Keras implementation of Training Deep Neural Networks on Noisy Labels with Bootstrapping, Reed et al. 2015
Below are the results of experiments from the original paper using MNIST.
-
The models are trained on 60000 (MNIST training set) noisy labels.
-
The classification accuracy in Figure 2. is calculated on 10000 (MNIST test set) true labels.
-
The architecture is 784-500-300-10 + a softmax layer with 10 units, and not 784-500-300 + a softmax layer with 10 units i.e. the 10 unit layer in the architecture listed in the paper is hidden and not the output layer.
-
The classification accuracy plotted is measured on a single realisation of the model and not the average of retraining multiple times on, for example, different partitions of the data (k-fold cross validation perhaps) or with different noise patterns.
-
The size of the mini-batch has negligible effect and so choosing 32 or 256 shouldn't have a huge impact on the measured accuracy.
-
What is the stopping criteria for training? Assuming 1) and 2) are correct and there is no validation set.
16-01-2019 The main issue I had was forgetting to normalise the data which is now resolved. This produces higher results when the performance is measured on the clean labels from the test set. Currently I am training on the noisy training set and reporting the clean test set results in the figure. I used early stopping with a patience of 2 to deteremine the stopping criteria. However, the test set performance still drops off quicker than in the paper. It could be that the paper reports the best possible performance on the test set at each noise level. This could mean model checkpointing on the test set and multiple restarts from different random initialisations.

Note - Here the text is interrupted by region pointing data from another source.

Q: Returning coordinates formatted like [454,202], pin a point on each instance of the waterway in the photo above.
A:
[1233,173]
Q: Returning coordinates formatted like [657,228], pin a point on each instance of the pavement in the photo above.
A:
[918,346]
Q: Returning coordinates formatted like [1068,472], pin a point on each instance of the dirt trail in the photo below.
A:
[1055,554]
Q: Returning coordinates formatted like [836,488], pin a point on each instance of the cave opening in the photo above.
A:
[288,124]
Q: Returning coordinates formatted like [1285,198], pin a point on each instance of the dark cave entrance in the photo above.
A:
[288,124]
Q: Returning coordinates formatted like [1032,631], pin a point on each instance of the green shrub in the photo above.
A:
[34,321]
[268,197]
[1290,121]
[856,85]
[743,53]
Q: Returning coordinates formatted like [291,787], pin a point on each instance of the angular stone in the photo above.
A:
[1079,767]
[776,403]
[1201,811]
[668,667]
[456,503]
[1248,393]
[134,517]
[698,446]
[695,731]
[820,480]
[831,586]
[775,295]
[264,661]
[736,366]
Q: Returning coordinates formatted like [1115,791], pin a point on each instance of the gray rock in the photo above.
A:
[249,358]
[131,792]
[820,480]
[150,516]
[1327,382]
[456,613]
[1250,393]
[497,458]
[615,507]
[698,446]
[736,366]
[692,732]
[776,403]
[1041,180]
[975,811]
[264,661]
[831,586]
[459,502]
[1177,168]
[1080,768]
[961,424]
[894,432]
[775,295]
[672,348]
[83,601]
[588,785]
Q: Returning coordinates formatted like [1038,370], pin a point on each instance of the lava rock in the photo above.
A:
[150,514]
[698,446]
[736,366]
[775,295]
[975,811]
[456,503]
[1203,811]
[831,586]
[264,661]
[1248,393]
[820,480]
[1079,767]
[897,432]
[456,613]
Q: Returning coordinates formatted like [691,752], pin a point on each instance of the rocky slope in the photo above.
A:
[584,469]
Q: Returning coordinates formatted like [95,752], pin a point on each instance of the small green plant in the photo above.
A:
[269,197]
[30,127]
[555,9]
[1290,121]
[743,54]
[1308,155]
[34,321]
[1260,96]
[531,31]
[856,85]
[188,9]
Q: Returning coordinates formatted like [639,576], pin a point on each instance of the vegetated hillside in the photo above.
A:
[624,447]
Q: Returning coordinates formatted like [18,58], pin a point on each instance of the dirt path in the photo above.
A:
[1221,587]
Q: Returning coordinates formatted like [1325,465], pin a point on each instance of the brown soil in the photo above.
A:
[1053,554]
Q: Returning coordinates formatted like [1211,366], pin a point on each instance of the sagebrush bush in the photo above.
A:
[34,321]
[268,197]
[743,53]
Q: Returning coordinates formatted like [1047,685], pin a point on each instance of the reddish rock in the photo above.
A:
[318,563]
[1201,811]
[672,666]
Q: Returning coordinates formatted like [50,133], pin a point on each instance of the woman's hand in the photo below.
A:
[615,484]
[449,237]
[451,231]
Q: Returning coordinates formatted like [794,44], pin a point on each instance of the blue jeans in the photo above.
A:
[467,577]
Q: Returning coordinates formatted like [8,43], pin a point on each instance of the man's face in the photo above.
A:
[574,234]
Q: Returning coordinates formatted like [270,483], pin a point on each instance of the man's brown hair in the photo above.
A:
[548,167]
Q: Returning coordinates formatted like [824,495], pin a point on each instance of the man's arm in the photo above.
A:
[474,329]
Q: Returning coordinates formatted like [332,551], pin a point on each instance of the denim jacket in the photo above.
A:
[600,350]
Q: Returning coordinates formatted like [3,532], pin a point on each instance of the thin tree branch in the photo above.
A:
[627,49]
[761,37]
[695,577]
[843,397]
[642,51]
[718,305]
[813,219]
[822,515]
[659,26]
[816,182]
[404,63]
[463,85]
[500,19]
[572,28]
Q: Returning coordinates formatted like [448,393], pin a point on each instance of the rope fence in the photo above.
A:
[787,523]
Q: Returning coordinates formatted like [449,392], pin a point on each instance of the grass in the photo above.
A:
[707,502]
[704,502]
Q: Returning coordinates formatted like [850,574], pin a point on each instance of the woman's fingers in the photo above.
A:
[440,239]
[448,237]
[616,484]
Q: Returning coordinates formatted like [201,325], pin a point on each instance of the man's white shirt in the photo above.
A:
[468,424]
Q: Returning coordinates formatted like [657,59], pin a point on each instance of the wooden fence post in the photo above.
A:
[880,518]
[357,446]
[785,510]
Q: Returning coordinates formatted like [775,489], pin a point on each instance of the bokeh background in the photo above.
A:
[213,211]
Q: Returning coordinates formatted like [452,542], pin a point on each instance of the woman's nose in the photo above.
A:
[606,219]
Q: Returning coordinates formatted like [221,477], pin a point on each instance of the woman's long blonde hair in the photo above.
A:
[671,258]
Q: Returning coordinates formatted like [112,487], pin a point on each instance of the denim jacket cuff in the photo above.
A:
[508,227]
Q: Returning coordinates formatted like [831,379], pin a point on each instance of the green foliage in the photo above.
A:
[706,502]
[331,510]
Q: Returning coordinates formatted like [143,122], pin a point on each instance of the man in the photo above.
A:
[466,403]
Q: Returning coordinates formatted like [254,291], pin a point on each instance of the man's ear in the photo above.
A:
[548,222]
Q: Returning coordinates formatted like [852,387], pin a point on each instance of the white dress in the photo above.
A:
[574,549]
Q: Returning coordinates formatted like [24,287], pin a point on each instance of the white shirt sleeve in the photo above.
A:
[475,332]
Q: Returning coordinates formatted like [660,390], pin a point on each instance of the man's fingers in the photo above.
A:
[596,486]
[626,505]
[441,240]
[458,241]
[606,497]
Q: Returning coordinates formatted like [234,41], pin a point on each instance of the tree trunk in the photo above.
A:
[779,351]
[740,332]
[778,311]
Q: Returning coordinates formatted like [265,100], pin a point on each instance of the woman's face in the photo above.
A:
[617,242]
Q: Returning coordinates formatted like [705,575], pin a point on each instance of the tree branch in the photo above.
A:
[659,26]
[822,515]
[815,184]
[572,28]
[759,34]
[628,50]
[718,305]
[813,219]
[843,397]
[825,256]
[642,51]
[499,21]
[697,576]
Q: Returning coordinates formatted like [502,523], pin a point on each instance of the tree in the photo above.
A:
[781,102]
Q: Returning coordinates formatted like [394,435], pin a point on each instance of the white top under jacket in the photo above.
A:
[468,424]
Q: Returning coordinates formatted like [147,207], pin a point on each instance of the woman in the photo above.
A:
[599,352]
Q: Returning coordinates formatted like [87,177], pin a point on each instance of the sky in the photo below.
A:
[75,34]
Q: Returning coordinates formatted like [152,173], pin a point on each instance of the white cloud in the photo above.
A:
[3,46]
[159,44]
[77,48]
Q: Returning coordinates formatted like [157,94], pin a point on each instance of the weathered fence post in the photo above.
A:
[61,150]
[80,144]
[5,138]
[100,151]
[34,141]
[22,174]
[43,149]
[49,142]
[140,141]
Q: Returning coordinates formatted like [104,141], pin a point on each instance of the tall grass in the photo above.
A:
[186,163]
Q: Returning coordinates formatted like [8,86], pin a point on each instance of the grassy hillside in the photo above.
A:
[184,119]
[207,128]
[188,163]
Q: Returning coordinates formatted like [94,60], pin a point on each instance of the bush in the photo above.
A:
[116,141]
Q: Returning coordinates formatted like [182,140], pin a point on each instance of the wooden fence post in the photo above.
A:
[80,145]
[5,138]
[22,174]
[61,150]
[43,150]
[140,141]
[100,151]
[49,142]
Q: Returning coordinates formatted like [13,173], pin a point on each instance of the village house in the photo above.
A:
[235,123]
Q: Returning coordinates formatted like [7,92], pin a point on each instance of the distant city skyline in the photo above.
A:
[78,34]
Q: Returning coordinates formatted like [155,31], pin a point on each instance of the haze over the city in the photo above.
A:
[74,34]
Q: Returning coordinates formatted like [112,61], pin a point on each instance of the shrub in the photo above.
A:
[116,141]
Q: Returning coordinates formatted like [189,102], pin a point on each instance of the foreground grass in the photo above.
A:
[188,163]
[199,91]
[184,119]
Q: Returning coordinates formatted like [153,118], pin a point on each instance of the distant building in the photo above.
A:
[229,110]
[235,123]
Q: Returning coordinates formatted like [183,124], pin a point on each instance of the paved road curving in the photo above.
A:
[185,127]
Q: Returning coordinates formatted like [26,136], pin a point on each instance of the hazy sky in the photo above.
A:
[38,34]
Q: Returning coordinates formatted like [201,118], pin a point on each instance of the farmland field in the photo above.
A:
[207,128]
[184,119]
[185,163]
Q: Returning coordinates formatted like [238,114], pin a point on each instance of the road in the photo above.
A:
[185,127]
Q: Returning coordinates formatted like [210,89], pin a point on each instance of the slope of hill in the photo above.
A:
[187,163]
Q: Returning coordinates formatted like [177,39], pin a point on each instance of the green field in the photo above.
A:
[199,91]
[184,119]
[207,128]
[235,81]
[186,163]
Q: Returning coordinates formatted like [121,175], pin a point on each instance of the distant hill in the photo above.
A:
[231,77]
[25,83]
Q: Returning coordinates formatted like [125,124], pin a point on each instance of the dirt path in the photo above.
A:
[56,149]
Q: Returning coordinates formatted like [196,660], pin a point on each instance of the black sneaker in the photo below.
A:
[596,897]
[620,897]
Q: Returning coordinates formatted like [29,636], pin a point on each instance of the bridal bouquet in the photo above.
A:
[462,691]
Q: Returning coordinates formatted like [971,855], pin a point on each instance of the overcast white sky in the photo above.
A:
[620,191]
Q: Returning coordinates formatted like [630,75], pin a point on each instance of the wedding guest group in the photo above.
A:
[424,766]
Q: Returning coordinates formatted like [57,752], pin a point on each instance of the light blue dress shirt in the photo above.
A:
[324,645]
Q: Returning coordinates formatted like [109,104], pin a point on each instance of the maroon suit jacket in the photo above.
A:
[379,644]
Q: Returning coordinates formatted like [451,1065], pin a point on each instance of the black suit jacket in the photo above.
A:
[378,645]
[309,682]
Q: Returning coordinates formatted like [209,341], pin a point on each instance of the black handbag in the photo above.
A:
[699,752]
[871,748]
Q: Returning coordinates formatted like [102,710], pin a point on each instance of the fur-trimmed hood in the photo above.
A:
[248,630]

14-06-2018 Thinking a bit more about the data used to measure classification accuracy, I think it makes the most sense that it actually is measured on the test set since the point is to show how robust each approach is to learning on noisy data. However with my current architecture a noise fraction 0f 0.3 only achieves ~75%. But I may have missed adding a layer in the baseline model. The paper says the architeture is 784-500-300-10 with relu activations. However in my case I have set the activations to softmax for the layer with 10 units, taking it to be the classification layer. I will now try adding an addtional layer with 10 units between the output layer and the layer with 300 units, to see if this extra capacity makes the model more robust to label noise.
11-06-2018 Training as below does not reproduce the results from the paper. The test accuracy does not evolve as smoothly with noise fraction as the results appear in the paper. It seems more likely the results are measured on the training set, with no validation split in which case patience should be used to terminate training instead of checkpointing. Updating the code as described in previous post. It is unclear if the results should be measured on the noisy training labels or the orginal clean labels. The model achieves high accuracy on the noisy labels, if I were then to measure the performance on the original labels then performance would be much worse than is shown in the plot from the paper. Only measuring the performance on the noisy labels does not make sense for the purpose of the paper, where the aim is to show that the proposed loss functions are robust to noise, we want to show that the perform better than the baseline model on the original labels.
08-06-2018 Training for 500 epochs on 50000 examples with noise fraction of 0.3 achieves 99.93% classification accuracy measured on the training set with noisy labels. This is higher than the equivalent result in Figure 2. from the paper shown above.